AriCalculator is a home made pocket calculator.
07-27-2017, 03:38 AM
Post: #41
 Dan Junior Member Posts: 31 Joined: Jan 2017
RE: AriCalculator is a home made pocket calculator.
I was able to significantly reduce execution time for the square root algorithm by using the "Friden" method instead of Newton's method. This algorithm was used in the Friden electro-mechanical calculator and is described in an HP journal from the 70's.

I will do some more timing and post the results.
07-27-2017, 04:20 AM
Post: #42
 Paul Dale Senior Member Posts: 1,202 Joined: Dec 2013
RE: AriCalculator is a home made pocket calculator.
That's a bit surprising.

What initial estimate did you use to start Newton's method? If this is moderately close, Newton's method converges very rapidly which generally compensates for the division involved.

Pauli
07-28-2017, 05:10 AM
Post: #43
 Dan Junior Member Posts: 31 Joined: Jan 2017
RE: AriCalculator is a home made pocket calculator.
I was very surprised - the time dropped from 0.72 sec to 0.013 sec!
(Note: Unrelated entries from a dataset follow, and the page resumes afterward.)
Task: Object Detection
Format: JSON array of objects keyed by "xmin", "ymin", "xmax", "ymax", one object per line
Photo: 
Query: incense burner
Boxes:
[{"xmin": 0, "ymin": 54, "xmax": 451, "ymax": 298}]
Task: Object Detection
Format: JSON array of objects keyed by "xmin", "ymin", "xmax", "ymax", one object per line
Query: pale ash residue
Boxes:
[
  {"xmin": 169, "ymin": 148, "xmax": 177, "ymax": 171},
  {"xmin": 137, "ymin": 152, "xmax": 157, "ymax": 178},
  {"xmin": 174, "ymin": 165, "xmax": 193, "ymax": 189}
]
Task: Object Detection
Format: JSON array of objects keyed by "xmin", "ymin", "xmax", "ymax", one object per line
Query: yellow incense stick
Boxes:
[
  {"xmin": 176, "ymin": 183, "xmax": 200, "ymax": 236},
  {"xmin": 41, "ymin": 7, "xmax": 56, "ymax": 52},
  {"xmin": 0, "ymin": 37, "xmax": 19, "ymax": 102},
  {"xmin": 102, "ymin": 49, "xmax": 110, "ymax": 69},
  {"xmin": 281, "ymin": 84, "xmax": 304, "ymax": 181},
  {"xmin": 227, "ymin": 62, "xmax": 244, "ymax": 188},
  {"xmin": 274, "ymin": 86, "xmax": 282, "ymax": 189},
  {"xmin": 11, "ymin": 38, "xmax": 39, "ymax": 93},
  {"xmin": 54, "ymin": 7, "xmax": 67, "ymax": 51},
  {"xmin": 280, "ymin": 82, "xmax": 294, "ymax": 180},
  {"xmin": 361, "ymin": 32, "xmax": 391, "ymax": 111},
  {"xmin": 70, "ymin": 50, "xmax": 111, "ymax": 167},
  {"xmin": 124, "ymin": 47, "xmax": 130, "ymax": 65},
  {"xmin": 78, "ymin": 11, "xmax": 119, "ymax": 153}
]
Perhaps my multiplication and division algorithms need (major) reworking.

However I read in the HP journals that they decided polynomial (Taylor, Chebyshev) methods would be too slow for the HP-35 and went with this square root algorithm and CORDIC methods for the transcendental functions. We are using an 8-bit microcontroller so perhaps these methods are better for our architecture too. I'll flowchart the algorithms and post them, which should help determine what's going on.
07-28-2017, 07:05 AM
Post: #44
 Paul Dale Senior Member Posts: 1,202 Joined: Dec 2013
RE: AriCalculator is a home made pocket calculator.
I thought the choice of CORDIC was more to do with it being tiny to implement and reusable between many transcendental functions. Polynomial and rational approximations tend to require a lot of constants. They also require repeated multiplications which could hurt performance, so it is believable that this was involved in the decision.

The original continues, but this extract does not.